This time it's Dr. Renaissance. Carlos sits up straighter, stifling a yawn, though Dr. Renaissance is as affable as ever. Once he's greeted them both, he tells Carlos, "I'll entertain myself with paperwork while you're resting, but if there's anything you need, don't hesitate to tell me. I'm sure I would appreciate interruptions."

Carlos nods an awkward agreement but then looks back to Cecil. "I don't want to sleep. I might miss your show."

"I think you need the rest more," Cecil points out, because the yawn Carlos is fighting is clearly winning.

"If you sleep now, you'll have a better chance of staying awake for the entire show later," Dr. Renaissance points out.

"I guess," Carlos mutters, the closest he's been to sullen since he woke in the science bunker. It's not actually all that close, but Cecil is relieved to see even that much of a hint of assertiveness. Carlos looks to Cecil once more and adds, "Before you go, can I try my glasses again?"

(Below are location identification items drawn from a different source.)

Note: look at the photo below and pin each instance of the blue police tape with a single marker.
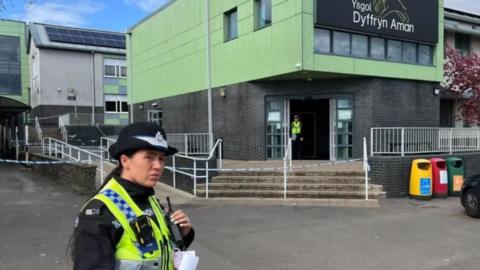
(266, 169)
(38, 162)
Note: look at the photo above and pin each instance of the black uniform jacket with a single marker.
(97, 232)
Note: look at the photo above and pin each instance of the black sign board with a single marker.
(415, 20)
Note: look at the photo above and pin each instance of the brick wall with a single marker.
(394, 172)
(239, 116)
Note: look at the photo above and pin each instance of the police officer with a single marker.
(123, 226)
(297, 138)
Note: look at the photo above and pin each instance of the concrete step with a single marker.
(290, 186)
(293, 173)
(334, 179)
(290, 194)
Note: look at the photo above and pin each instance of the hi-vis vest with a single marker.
(128, 252)
(296, 127)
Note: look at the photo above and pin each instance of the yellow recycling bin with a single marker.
(421, 179)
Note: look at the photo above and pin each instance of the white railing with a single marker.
(105, 143)
(63, 129)
(38, 129)
(403, 141)
(190, 143)
(366, 167)
(287, 157)
(194, 174)
(57, 148)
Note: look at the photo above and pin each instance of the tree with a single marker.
(5, 3)
(462, 78)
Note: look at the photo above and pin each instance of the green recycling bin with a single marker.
(455, 172)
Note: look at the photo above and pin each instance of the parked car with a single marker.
(470, 195)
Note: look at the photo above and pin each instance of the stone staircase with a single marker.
(301, 184)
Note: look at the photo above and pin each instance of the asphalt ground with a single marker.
(37, 218)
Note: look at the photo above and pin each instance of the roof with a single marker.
(77, 39)
(471, 7)
(10, 107)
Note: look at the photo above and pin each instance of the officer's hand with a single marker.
(178, 217)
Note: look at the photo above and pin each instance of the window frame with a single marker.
(118, 100)
(117, 64)
(257, 14)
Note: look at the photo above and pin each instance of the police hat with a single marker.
(138, 136)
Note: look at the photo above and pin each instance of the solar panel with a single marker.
(85, 37)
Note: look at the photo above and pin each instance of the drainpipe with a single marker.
(93, 88)
(129, 75)
(209, 77)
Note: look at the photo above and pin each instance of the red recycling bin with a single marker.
(439, 178)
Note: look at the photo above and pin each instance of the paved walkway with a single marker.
(38, 218)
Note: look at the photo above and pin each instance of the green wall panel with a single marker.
(167, 55)
(17, 29)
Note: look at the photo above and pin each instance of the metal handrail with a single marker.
(287, 156)
(421, 140)
(38, 129)
(174, 170)
(63, 130)
(366, 167)
(190, 143)
(56, 147)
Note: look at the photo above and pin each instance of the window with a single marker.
(462, 43)
(341, 43)
(394, 50)
(409, 52)
(230, 24)
(322, 41)
(155, 116)
(359, 45)
(425, 55)
(10, 69)
(377, 48)
(116, 68)
(116, 104)
(263, 11)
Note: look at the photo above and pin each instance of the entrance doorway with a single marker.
(315, 117)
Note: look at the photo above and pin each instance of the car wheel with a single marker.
(472, 203)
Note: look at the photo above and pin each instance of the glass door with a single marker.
(344, 128)
(276, 128)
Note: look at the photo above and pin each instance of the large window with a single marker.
(116, 104)
(230, 24)
(114, 68)
(10, 68)
(263, 13)
(349, 44)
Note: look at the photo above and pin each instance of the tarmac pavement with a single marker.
(37, 218)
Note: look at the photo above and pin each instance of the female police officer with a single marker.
(123, 226)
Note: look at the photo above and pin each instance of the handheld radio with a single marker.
(174, 229)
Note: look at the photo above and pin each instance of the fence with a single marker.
(57, 148)
(403, 141)
(85, 119)
(190, 143)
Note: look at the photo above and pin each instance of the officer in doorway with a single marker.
(297, 138)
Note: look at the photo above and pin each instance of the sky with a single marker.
(117, 15)
(110, 15)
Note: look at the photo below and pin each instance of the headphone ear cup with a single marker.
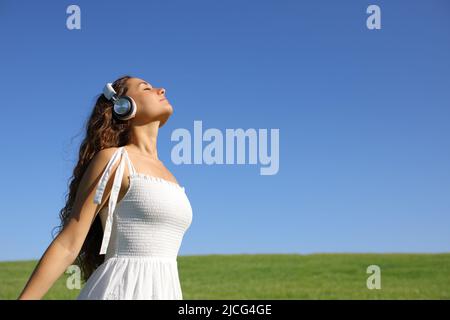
(124, 108)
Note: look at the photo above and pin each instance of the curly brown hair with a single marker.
(103, 130)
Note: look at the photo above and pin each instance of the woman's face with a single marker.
(151, 102)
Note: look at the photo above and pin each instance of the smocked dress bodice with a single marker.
(142, 236)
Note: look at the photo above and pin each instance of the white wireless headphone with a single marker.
(124, 106)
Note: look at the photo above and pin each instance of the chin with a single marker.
(164, 117)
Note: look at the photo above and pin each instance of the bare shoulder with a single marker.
(94, 169)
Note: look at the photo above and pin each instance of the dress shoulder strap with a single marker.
(121, 154)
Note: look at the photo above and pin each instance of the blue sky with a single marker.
(363, 117)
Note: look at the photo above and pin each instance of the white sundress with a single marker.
(142, 237)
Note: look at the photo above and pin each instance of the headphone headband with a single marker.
(109, 92)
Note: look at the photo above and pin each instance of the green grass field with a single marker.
(282, 276)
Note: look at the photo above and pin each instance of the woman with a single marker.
(128, 250)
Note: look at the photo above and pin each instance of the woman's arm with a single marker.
(64, 249)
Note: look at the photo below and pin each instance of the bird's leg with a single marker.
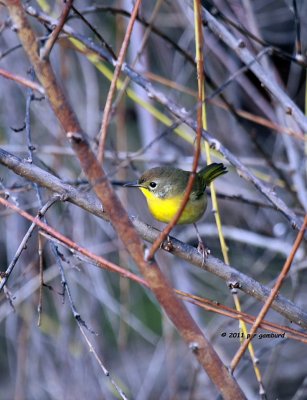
(201, 248)
(167, 244)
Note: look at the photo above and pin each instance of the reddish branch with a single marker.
(174, 308)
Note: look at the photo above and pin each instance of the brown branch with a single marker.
(181, 114)
(23, 81)
(200, 81)
(100, 261)
(45, 51)
(174, 308)
(266, 307)
(119, 63)
(91, 204)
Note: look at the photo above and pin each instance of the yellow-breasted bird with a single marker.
(164, 189)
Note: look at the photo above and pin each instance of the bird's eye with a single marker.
(152, 185)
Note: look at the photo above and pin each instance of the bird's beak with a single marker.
(132, 184)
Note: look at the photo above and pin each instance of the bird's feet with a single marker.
(167, 244)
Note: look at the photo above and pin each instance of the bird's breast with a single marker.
(164, 209)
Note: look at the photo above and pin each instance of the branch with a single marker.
(173, 307)
(90, 203)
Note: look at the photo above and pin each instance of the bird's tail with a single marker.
(212, 171)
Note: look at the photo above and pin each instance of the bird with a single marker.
(164, 189)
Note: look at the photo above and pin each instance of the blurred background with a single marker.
(132, 336)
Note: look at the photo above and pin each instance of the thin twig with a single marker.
(46, 50)
(91, 204)
(270, 299)
(118, 67)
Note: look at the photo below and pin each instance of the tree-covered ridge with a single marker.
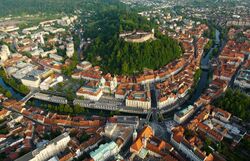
(120, 57)
(116, 56)
(22, 7)
(111, 20)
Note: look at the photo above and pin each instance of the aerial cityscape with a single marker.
(124, 80)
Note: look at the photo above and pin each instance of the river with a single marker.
(197, 93)
(205, 73)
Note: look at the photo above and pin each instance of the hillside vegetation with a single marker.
(116, 56)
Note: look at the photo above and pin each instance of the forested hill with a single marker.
(22, 7)
(115, 55)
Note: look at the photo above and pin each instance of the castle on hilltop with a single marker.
(137, 36)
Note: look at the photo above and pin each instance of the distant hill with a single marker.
(22, 7)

Cecil frowns with worry. "Didn't you say they hurt?"

"Yeah, but that was right in the middle of … whatever that was, and they were helping before. And … it hurt without them when you opened the door," he admits.

"Oh, Carlos, why didn't you tell me?"

"I am telling you," Carlos points out, which is fair. "It wasn't much, and it wasn't long, and you needed to open the door. But you'll have to open it again to leave, and if my glasses can help …."

"If you're sure." Cecil hovers nervously, but Carlos is careful putting the glasses back on, and he seems just as relieved as Cecil feels once they're settled with no ill effects.

Carlos then reaches out and draws Cecil in for a quick kiss. "Have a good show, amorcito."

"And you try to get some rest," Cecil says. Carlos rolls his eyes a little but agrees. Cecil thanks Dr. Renaissance, gives Carlos one last worried look, steps through the doorway as quickly as he can manage, and heads back to work.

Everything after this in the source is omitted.